Por todo lo expuesto, vistos los preceptos legales citados, sus concordantes y demás de general y pertinente aplicación, en nombre de S. M. El Rey y de conformidad con el artículo 117 de la Constitución,
Fallo
Estimamos el recurso de apelación interpuesto por Dª Blanca contra la sentencia de 6/7/2007 dictada en los autos de juicio Ordinario nº 700/2006 del Juzgado de 1ª Instancia nº 4 de Santiago de Compostela, que revocamos y en consecuencia estimamos parcialmente la demanda formulada por dicha apelante contra D. Roberto , a quien condenamos a abonar a la actora la cantidad de 8.144,32 €, más los intereses del art. 576 LEC , y todo ello sin pronunciamiento sobre las costas causadas en ambas instancias.
Notifíquese esta Sentencia, en legal forma, a las partes haciéndoles saber, conforme preceptúa el artículo 248-4º de la Ley Orgánica del Poder Judicial , que contra la misma no cabe recurso alguno.
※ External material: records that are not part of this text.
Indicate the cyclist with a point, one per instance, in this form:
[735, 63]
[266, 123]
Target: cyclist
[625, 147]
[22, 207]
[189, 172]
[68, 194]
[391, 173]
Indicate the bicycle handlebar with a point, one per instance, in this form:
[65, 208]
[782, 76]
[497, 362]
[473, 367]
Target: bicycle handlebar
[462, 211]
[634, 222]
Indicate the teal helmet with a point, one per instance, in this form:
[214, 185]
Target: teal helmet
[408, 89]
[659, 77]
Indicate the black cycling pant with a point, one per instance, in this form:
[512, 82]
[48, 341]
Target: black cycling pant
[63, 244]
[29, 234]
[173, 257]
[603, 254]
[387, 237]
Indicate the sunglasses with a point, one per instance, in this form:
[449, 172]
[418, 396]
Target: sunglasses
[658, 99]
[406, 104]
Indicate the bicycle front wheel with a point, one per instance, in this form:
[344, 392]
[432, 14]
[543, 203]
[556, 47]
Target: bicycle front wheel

Devuélvanse los autos originales al Juzgado de procedencia con testimonio de esta resolución para su ejecución y cumplimiento.
Así por esta nuestra sentencia de la que se pondrá certificación literal en el Rollo de su razón, incluyéndose el original en el Libro de Sentencias, definitivamente juzgando, lo pronunciamos, mandamos y firmamos.
E/
PUBLICACION.- Dada y pronunciada fue la anterior Sentencia por los Ilmos. Sres. Magistrados que la firman y leída por el Ilmo. Magistrado Ponente en el mismo día de su fecha, de lo que yo el Secretario certifico.